Walk through the critical actions
Check login, the first useful action, the key transaction, a notification, and returning from the background. Record the fact, not “should work.”
- Where to do it
- In a checklist with the date, device, and the checker's name.
- What the result looks like
- Android 13: registration passed 10 out of 10 times; the completion event is visible in the report.
Write down the stop conditions
Before publishing, define the specific signal that stops the rollout. “If things look bad” does not help anyone decide.
- Where to do it
- In the last column of the release card.
- What the result looks like
- We stop if login conversion in the new version is more than 10% below normal or sessions start getting lost.
Assign post-release monitoring
Name the owner, the check intervals, and the reaction channel. Support must know what changed and what data to attach to requests.
- Where to do it
- In the chat and on the release card.
- What the result looks like
- Checks at 30, 60, and 120 minutes; owner — Maria; support attaches the app version and user ID.
03
Practical examples
Before publishing: the update from 4.2
QA updates the store version and checks the saved session and history. Losing the session or data is a pre-written stop condition, not something to argue about after launch.

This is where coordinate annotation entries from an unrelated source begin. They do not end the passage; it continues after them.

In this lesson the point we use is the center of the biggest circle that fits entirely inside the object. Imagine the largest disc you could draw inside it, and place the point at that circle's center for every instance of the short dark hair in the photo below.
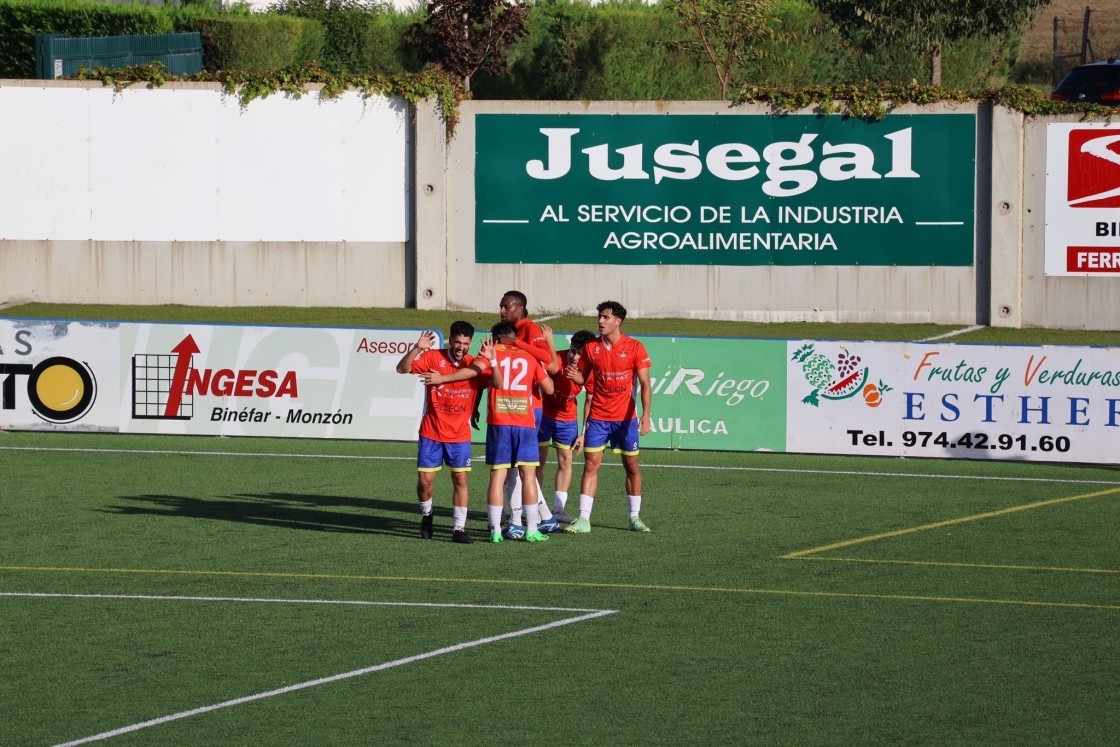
(519, 296)
(579, 339)
(462, 329)
(615, 307)
(503, 329)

After publishing: checkpoints
The release owner watches the crash-free rate, login errors, and key-action conversion at 30, 60, and 120 minutes; support attaches the app version to every new request.
Release control card 4.3
One row per check. The owner, the observed fact, and the stop condition sit right next to it.
| Check | Owner | Expected result | Stop condition |
|---|---|---|---|
| Update from 4.2 | QA | Session and data preserved | Login or data loss |
| Clean registration | iOS/Android | Code and profile work | Success below 95% in tests |
| Key action | Product manager | Event and result visible | Conversion drop >10% |
| Deep link from push | CRM specialist | The right screen opens | The link lands on an error |
| First 2 hours | Release owner | Crash-free in the normal range | Sharp rise in crash/ANR |
The release owner makes the call. On a stop signal the team halts the rollout, records the time and version, notifies support, and chooses a rollback or an urgent fix.
04
Release checklist
Do not tick items in advance. Every check needs a fact: device, time, result, or a dashboard link.
05
What to watch after the release
Stability
The crash-free rate, ANR, and API errors of the new version stay within the normal range.
Key journey
Login, registration, and the main action perform no worse than in the previous version.
Live signals
Support and reviews show no new recurring problem in the first 72 hours.
If the team does not know who stops the rollout and on which signal, the release is not ready to publish.